Non-white males are most at risk for school failure, early involvement with the criminal justice system, early mortality and a host of other problems. But, as we know, young men of color can succeed. Despite this, there is remarkably little attention to how the majority of these young men effectively cope, succeed, and make meaningful contributions to our society.
The center's Boys of Color Collaboration is intended to address the lack of such knowledge by bringing together scholars to conduct secondary data analyses and produce empirical knowledge rapidly. Senior scientists, early career faculty, and graduate students are working together to produce scientific articles, presentations, and new studies to improve understanding about the best ways to reduce these disparities and enable capabilities for young men of color.
The collaboration leadership is comprised of Patrick Tolan of the Youth-Nex Center, Joanna Lee Williams of Rutgers University, Oscar Barbarin of Tulane University, Velma McBride Murry of Vanderbilt University, and Sandra Graham of the University of California at Los Angeles.

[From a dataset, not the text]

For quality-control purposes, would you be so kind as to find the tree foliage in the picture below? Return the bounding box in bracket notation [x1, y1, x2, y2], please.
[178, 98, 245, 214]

In 2016, the collaboration authored a Social Policy Report as a response to President Obama’s 2014 My Brother Keeper Initiative (MBKI) entitled “Development of Boys and Young Men of Color: Implications of Developmental Science for My Brother’s Keeper Initiative.” MBKI called for action among diverse representatives of society to collate information, propose policies, and implement programs to give boys and young men of color (BMOC) a more positive developmental trajectory. It focuses on five of six goals of the MBKI, summarizing the research on each and proposing recommendations for influencing policy. The report was published by the Society for Research in Child Development.
Other recent publications of this collaboration include:
Gaylord-Harden, N. K., Barbarin, O., Tolan, P.H., & Murray, V. M. (2018). Understanding development of African American boys and young men: Moving from risks to positive youth development. American Psychologist, 73, 753–767. http://dx.doi.org/10.1037/amp0000300
Tolan, P.H., Murry, V.M., Diaz, A. & Seidel, R. (2017). Identifying and implementing opportunities to realize health equity through a life span lens and legal policy research. In K. Bogard, V. M. Murry & C. Alexander (Eds.), Perspectives on health equity and social determinants of health. (pp 25-40). Washington, DC: National Academy of Medicine.